Monthly Archives: April 2015

Large uncertainty with coming storm

12:55 PM, Tuesday, April 14, 2015

A potent Pacific storm system moved onshore today and will be taking shape as it moves eastward into the Rocky Mountain region. The storm appears to be splitting. Some of our weather model guidance- particularly the reliable GFS model- has the northern part of the split storm becoming dominant and tracking into eastern Wyoming. This would put the heaviest precipitation north and east of Cheyenne, with minor amounts for the Colorado Front Range. However, a few model simulations from the GFS, along with the European and Canadian models, have the southern part of the split storm becoming dominant as it moves very slowly through the four corners region and northern New Mexico from late Wed through early Saturday.  That would put the heaviest precipitation in eastern Colorado and southeastern Wyoming.

This is a notable amount of uncertainty for a storm that is within 36 hours of starting. I’m a bit more inclined to trust the guidance in the wetter direction, but I am certainly not very confident. Whatever the outcome, Wednesday is likely to start mild and then turn cooler late in the day with some showery precipitation (rain in the lower elevations). It is likely to be windy at times both before and after the cold front.

Thursday is when the uncertainty starts to play out. The “minor precipitation” scenario would likely bring some unsettled showery weather Thursday, with drier & milder by Saturday.

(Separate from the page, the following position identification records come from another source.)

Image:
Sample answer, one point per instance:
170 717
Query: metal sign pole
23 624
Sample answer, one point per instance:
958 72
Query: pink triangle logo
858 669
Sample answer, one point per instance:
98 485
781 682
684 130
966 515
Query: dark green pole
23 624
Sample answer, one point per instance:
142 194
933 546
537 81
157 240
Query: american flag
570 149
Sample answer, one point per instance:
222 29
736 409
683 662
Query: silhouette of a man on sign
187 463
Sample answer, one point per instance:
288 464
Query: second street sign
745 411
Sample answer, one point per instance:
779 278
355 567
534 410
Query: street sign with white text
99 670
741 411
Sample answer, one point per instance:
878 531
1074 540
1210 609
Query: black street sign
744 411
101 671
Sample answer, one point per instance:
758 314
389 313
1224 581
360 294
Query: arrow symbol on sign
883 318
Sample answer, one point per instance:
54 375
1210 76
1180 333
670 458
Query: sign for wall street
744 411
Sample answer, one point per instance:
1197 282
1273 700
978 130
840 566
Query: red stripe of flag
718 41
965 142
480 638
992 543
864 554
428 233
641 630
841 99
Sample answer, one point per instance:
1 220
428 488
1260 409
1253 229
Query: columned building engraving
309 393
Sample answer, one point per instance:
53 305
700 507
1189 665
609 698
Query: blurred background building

The “big precip” scenario would likely see the main event late Thursday into Friday for the Colorado Front Range, maybe earlier in Cheyenne. Temperatures are likely to be marginal for snow below 6000 feet. I should point out that the wettest scenarios suggest multiple inches of liquid equivalent in and along the Front Range, and that would probably be mainly heavy snow in the mountains and possibly heavy wet snow in the lower elevations Thursday night.

I will update tomorrow. The storm will be completely inland so hopefully it will be better resolved by the observing network.

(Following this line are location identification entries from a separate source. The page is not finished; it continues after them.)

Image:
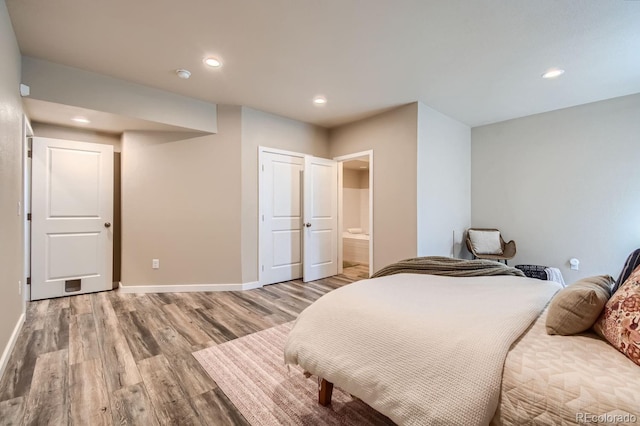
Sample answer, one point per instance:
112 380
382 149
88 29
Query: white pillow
485 242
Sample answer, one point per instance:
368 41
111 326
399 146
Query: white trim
341 159
11 344
186 288
261 151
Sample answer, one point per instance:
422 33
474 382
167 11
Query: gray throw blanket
447 266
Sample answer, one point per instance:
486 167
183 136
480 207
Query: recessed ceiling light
213 62
553 73
319 100
184 74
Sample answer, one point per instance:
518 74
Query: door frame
261 151
25 210
108 254
340 160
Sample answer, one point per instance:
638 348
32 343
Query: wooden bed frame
324 394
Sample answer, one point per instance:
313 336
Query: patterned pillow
619 322
633 261
576 308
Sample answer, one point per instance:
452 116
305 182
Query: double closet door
298 217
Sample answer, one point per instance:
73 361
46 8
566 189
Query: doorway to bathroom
355 214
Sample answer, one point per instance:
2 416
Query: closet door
281 217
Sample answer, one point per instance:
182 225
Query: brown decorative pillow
575 308
620 319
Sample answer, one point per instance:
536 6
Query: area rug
251 372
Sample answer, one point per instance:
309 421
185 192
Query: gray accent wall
393 138
444 183
563 184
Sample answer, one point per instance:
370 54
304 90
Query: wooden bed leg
324 396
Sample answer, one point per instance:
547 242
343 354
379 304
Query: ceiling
477 61
360 164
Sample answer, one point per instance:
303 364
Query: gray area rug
251 372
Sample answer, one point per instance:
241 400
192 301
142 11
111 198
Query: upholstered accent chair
487 243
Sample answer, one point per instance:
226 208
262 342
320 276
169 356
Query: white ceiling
478 61
48 112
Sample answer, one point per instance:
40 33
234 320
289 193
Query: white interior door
72 211
320 233
281 216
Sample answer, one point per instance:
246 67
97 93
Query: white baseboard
11 344
177 288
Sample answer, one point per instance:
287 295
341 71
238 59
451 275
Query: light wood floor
113 358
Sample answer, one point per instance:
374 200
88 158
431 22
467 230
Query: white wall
181 203
563 184
444 183
11 238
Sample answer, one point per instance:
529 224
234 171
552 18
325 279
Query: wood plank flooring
125 359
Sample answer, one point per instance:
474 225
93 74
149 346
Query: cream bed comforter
421 349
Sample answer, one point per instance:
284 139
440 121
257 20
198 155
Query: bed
469 348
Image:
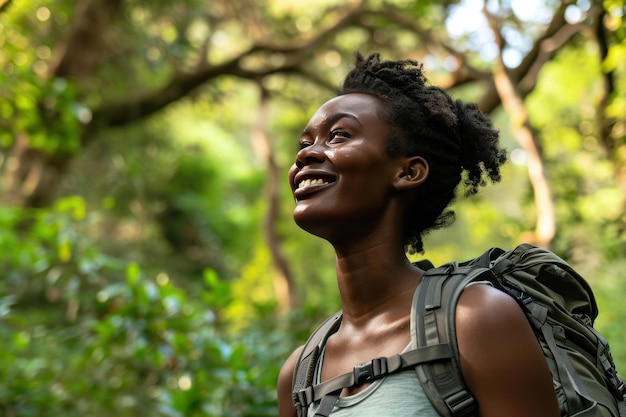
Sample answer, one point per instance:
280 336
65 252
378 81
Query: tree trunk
284 282
545 223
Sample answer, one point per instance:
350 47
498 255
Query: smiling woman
377 167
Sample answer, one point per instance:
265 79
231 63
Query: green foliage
148 288
113 340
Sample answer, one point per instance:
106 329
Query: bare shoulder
285 380
501 359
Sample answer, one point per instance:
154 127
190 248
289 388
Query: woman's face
343 175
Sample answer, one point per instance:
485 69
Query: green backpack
558 303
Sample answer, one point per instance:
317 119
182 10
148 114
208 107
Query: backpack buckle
370 371
461 403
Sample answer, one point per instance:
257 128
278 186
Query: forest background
150 265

Significant change in weather later this week

12:45 PM, Monday, April 13, 2015

Weather nerds of the Front Range are excited about the possibility of a big storm later this week. As the storm system rolls in from the Pacific and moisture is drawn up from the Gulf of Mexico, there are some scenarios played out by weather models that would result in major rain/snow for some part of the Front Range region. But it’s not a done deal! There is a real possibility that the storm will  take on an orientation and track that either does not produce a big wet storm in Colorado/Wyoming, or is big only in a portion of the area.

Here’s what can be said confidently now: weather should become colder and more unsettled late Wednesday thru Friday. There is a chance this could evolve into a big storm. Stay tuned!

Cooler, little precipitation

5:45 AM, Wednesday, April 8, 2015

A Spring storm is moving through Colorado today and tonight, but the result should be only slightly cooler than average temperatures Thursday, and minor precipitation amounts late today or early Thursday,

The best chance for precipitation is in the mountains near the continental divide, but even there the snow accumulations should be minor.  For the Front Range urban corridor, there is a small chance for a few showers or a thundershower late Wednesday or Wednesday night, but some areas may get by with no measurable rain. Gusty west-northwest winds may develop along the Front Range for a brief period late Wednesday or Wednesday night.

Expect warmer weather to return Friday.

Cold, wet, and slushy, Thursday-Thursday night

4:30 AM, Wednesday, April 1, 2015

No fooling, the Front Range region is going to get some cold, wet weather between this evening and Friday morning. That will likely take the form of rain and then slushy snow, freezing into some icy areas by Friday morning. Some heavy snow is likely in the high elevations of the Front Range. Milder weather should return by the weekend.

The initial showers are likely to develop late today and this evening. Not everyone will get rain, but a few of us may hear the season’s first thunder.

Thursday and Thursday night should see a typical spring storm.  In the lower elevations the best chance for snow is during periods of heavier precipitation Thursday (the precipitation helps to cool the atmosphere) and Thursday night. The melting rate will be trying to keep pace with snowfall rate during the day. The precipitation is likely to orient itself in east-west bands of heavy precipitation late Thursday and Thursday evening, so the amounts may be quite variable over short distances. The lower elevations should see mainly wet roads on Thursday, but there may be local areas of accumulation on the roads during periods of heavy snow.  There is a better chance of accumulation on roads Thursday evening, and that should melt off by late Friday morning.

Accumulations:

Northeastern Denver suburbs, Weld County, Longmont, Colorado Springs: 3 inches or less

Cheyenne, Fort Collins, Boulder, Broomfield, Denver (and west/south suburbs): 3-6 inches

Nederland, Evergreen: 6-10 inches

Lesser amounts are expected in the western ranges, especially down in  the San Juans.

The proportion of the storm that will fall is snow is still uncertain. I will have little or no access to the internet for the next two days so i don’t know if I’ll update. But I don’t believe this will be a high-impact storm, just s slushy mess late Thursday or Thursday evening. We really do need the moisture!